Kepala Bagian Hubungan Eksternal Bantimurung Seaweed Shinta Pratiwi Rahayu mengatakan, upaya kolektif ini akan disambut baik.
Menurut Ibu Shinta hal ini dapat dicapai “…dengan membuka lebih banyak peluang investasi, termasuk renovasi fasilitas, inovasi produk, dan sertifikasi food grade.”
Deputi Bidang Pangan dan Agribisnis Kementerian Koordinator Bidang Perekonomian Dr Musdhalifah Machmud mengatakan, salah satu kunci pengembangan komoditas adalah memastikannya untuk memenuhi permintaan pasar. Oleh karena itu, kerjasama untuk meningkatkan pemasaran produk komoditas rumput laut perlu dikembangkan, terutama dengan negara tetangga seperti Australia.
Dr Machmud adalah Anggota Dewan Penasihat Riset PAIR yang memberi saran tentang dampak dan implementasi penelitian.
“Hasil penelitian ini diharapkan dapat meningkatkan pengembangan komoditas rumput laut dan ekowisata yang ramah lingkungan sehingga dapat mendorong percepatan pelaksanaan ekonomi hijau,”
Energi bersih
Skenario dekarbonisasi Indonesia dibangun atas asumsi bahwa negara mempertahankan pertumbuhan ekonomi yang stabil, menyediakan listrik untuk sebagian besar rumah tangga, dan mengurangi kemiskinan.
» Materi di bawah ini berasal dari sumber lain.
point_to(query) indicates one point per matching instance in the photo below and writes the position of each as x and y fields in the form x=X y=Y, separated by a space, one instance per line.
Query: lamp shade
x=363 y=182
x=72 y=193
Sebuah studi kasus menunjukkan bahwa dekarbonisasi sesuai dengan tujuan pembangunan sosial ekonomi negara tersebut.
Pergeseran ke energi bersih juga diangkat oleh Sally Deane di konferensi tersebut.
“Rencana bisnis penyediaan listrik Indonesia memperkirakan permintaan listrik akan meningkat 4,9 persen per tahun antara tahun 2021 dan 2030,” katanya.
Deane juga membahas tantangan bersama antara Indonesia dan Australia karena keduanya sangat bergantung pada batubara untuk energi dan pendapatan sambil juga berusaha untuk dekarbonisasi.
Sebuah studi kasus tentang dekarbonisasi sektor kelistrikan Indonesia menguraikan urgensi untuk mengadaptasi perubahan iklim dengan aksi yang tepat, menarik pendanaan untuk investasi infrastruktur dan teknologi yang signifikan, memfasilitasi transfer teknologi, dan mengadopsi kebijakan penetapan harga energi yang sesuai untuk sumber-sumber terbarukan.
“Tetapi kabar baiknya adalah Indonesia dan Australia telah menyatakan dan menunjukkan bahwa mereka sangat berkomitmen untuk mengatasi perubahan iklim dan bertransisi ke energi bersih,” kata Deane.
Foto di atas oleh Imran untuk Australia-Indonesia Centre.